Having reviewed mostly sci-fi books in the last stretch, I decided to go with a fantasy work again this time. I picked out Victor Gishler’s “Ink Mage” as a fairly popular book on Kindle Unlimited with an interesting sounding premise. In part, I was also testing the Kindle Unlimited service, to see if the books it grants access to are worth the $10 monthly fee. So far I’m not impressed, but time will tell if that remains the case. At any rate, on to the review.
I really really, really wanted to like this book. I’ve always liked the idea of magical tattoos, clear back to my first encounter with the concept as a D&D player. Sadly, I’ve seen very few people run with the idea in a novel format. It is thus no real surprise that I was excited about the idea featuring heavily in “Ink Mage.” For that matter, I can say right up front that the handling of the idea in this book is good. Very good. It might well be the best single interpretation of the concept I’ve seen in novel form. In addition to that, the main character (Rina) is quite well written. I thoroughly enjoyed her, and I thoroughly enjoyed the setting too. However, I didn’t like the book, and can’t give it a very high rating in good conscience. I crawled through it in fits and starts, taking nearly three times my usual turn-around time for a novel of its length. Why? Well, there are a number of reasons.
First and most critically, when it comes to my struggle with the book, is that the while Rina was a very strong and well-written character, her perspective only makes up maybe 1/3rd of the novel’s content. Unfortunately, the other four major perspectives (Yes, FOUR, plus a few minor perspectives as well) followed much weaker characters. Some of these prominent characters were so horrible (and frankly stupid) that every time the story flipped to their perspectives I wanted to put the novel down. I refuse to skim when I read novels for review and that fact resulted in me dragging my feet. I didn’t want to read about those characters, so I would put the book down for days before forcing myself to pick it back up again. If it hadn’t been for how amazing the main character was, the book almost certainly would have joined my very short list of “Didn’t Finish” books.
The second issue is related to the above. The weak character perspectives are made much worse by the author not being up to the task of juggling so many of them. While they did all come together in the end, they didn’t do so with any smoothness. Victor Gishler is no Robert Jordan or Tom Clancy, and badly needed to pare down the extraneous perspectives to something he could actually handle. As most of the perspectives were extraneous, and could have been cut out without the reader missing anything, I’m not inclined to be overly understanding about the inclusion of these weak perspectives that detracted from the main character and her awesomeness.
The last detracting bit is a personal pet peeve of mine, rather than an overall weakness. Namely, that the novel is very clearly only setup material for later books. There is no real climax, just build up and a weak finish that is clearly intended to lead into the next book. I personally detest this. While I understand the need to span books with an epic plotline, there should always be a major climax (not THE major climax, but A major climax) in any book. “Ink Mage” didn’t do this, and what climax was present was honestly pretty washed out and unbelievable.
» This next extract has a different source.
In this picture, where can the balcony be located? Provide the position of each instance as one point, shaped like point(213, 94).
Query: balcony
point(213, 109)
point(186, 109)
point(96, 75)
The result of too many plot lines trying to force their way to resolution in a few short pages.
Ultimately, while the basic plot was sound, the setting quite solid, and the main character quite good, the other pieces of the book acted as a millstone around the novel’s neck, dragging it down into a mire of inadequacy.
Final Rating Breakdown:
Score Adjustments for Misc:
-1 for too many extraneous, unneeded, and boring perspectives
Final Score: 5/10
Personal Recommendation: Don’t bother. Unless you have Kindle Unlimited. Then you could probably pick it up and skim past the bad bits. You won’t lose anything if you do, and the main character’s story is actually fairly good when separated from the dross.